For the longest time I wondered in the yin-yang symbol why they put the little circle of white inside the black and the little circle of black was inside the white half, since you could convey balance's image through just the curvy halves of black and white. I'd stare and stare at this symbol, brought to me courtesy of my favorite t-shirt in middle school, one by T&C Surf designs, with the little logo on the front left breast and the big design on the back, the shirt itself brought to me courtesy of the one clothier in Hagerstown at the time that carried the brand, Leed's. I think it later burned down.
I'm on the four train Saturday night, the night after I wrote the last blog and the day after I saw death. I'm heading back from dinner at a middle eastern place, and I"m carrying Olivia's doggy bag of chicken shwarema. Olivia, Katie, and Liz are talking on one side of the car, John and I standing at another end. I'm facing the front of the train car. Now, usually the 4 train is express, but this weekend the 3 train isn't running, so it's making all the local stops. Beggars I think like local trains better because there are more stops and thus more chances for different people to be on the train.
I'm talking to John and I can look into the car in front of me. Next thing I see this little person stomping through the doors between the train cars--she's going at blazing speed in a bright pink puffy jacket and knit hat, just a blur of pink whizzing by me at top speed. But not fast enough for me not to see her face, which had its jaw locked, its eyes deadset and narrow and wild all at the same time, and an unmistakable expression of distaste toward what she has to do next. About this time I hear this voice tear out of this tiny frame behind me. She has bad skin, acned and sallow cheeks.
"Excuse me, ladies and gentlemen, I'm very sorry to bother you..." I know what's coming, and I now know the reason for the look. "So if you have any spare change, or, even better, even better ladies and gentlemen, any food, leftover from dinner, whatever..."
John points with his eyes--both of us have stopped talking, it being an impossibility with this speech going on--at me, then the eyes jab at the brown bag I'm carrying, then points over my shoulder to the pink blur.
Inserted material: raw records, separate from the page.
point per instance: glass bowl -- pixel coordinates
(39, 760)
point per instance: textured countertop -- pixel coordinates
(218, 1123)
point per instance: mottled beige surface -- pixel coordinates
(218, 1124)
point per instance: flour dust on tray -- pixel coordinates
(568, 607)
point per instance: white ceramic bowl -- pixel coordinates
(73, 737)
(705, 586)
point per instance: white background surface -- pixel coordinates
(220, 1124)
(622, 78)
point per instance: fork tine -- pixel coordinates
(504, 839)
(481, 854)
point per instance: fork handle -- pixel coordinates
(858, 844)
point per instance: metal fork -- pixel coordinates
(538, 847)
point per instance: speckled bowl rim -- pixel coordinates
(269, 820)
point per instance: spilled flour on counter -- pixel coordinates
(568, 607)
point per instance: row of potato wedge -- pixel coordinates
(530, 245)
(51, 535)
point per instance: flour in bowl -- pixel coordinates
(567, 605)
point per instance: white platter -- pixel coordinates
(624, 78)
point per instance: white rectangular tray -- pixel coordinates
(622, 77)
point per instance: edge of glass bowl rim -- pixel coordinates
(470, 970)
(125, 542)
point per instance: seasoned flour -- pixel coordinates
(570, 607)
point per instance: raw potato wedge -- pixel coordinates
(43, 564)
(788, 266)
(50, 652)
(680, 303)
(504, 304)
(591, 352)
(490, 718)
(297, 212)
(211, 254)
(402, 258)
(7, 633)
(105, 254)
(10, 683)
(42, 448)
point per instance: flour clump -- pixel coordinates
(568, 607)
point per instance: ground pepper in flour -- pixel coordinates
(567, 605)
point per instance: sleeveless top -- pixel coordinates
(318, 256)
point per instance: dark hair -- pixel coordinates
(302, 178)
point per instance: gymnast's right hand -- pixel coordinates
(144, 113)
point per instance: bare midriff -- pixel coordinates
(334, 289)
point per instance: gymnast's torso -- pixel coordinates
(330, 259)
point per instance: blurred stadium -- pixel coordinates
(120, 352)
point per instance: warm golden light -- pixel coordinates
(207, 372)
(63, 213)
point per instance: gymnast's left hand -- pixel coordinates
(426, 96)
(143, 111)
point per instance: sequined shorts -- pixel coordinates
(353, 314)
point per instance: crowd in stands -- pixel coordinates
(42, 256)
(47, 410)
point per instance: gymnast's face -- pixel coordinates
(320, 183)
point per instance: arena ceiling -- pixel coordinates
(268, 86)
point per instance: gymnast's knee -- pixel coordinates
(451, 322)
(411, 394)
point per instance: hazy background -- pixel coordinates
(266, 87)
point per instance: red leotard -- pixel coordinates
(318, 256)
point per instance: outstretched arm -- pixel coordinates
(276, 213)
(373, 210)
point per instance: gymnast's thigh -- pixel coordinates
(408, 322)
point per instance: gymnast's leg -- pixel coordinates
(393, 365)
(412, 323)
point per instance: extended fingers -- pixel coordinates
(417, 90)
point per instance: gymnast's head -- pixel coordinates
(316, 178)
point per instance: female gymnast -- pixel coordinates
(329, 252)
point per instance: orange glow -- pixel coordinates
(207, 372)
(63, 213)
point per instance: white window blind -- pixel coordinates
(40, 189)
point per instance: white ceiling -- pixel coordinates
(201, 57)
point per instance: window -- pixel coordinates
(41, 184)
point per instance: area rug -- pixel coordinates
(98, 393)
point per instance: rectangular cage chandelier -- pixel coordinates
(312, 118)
I turn around, and Olivia's facing away from me, on the other side of the pink blur, who is still talking. Liz, however, is facing me and I get her attention to get Olivia. I hold the shawerma bag up and jerk my head toward blur. Olivia nods, sure.
I tap her on the shoulder.
"Here you go."
"Ohmygod thank you, thankyouthankyouthankyou," and she tears ass away like an animal hoarding its treasure from predators, or like she doesn't want to give me the chance to change my mind. Either way I feel intensely, profoundly familiar and overhwelmend and then, as the wave and onrush of emotion fades, contentment. I tell John, "This might sound strange, but it's things like that that make me happy I live here."
"I know. Me too."
A couple stops later we see the pink jacket again, out on the platform as the train is pulling away. It's not a blur anymore, and the girl is walking slowly with her eyes closed, like someone nodding out on heroin.
John says, "She's not carrying the bag anymore." And furrows his brow. This is not good.
"Well, you can't control what she does with it once you give it to her." I shrug. He agrees.
We bring this up to our crew once we get off the train and are walking home. Katie saw her at the other end of the train,
"No, she ate it. She ran down to the other end of the train and sat down with it. I'm pretty sure she ate it with her fingers. She kept stopping and repeating, "Praise Jesus, Praise Jesus, Praise Jesus." Olivia thought someone had given her half of their McDonald's coke.
"Yeah, she was crying, too," John says. I look at him.
"Yeah, you didn't know that? Right after you gave it to her. I thought that's why you said what you said about living here."
"I had no idea."
If that T-shirt still fit me I'd be wearing it right now, fellas. Tell you what.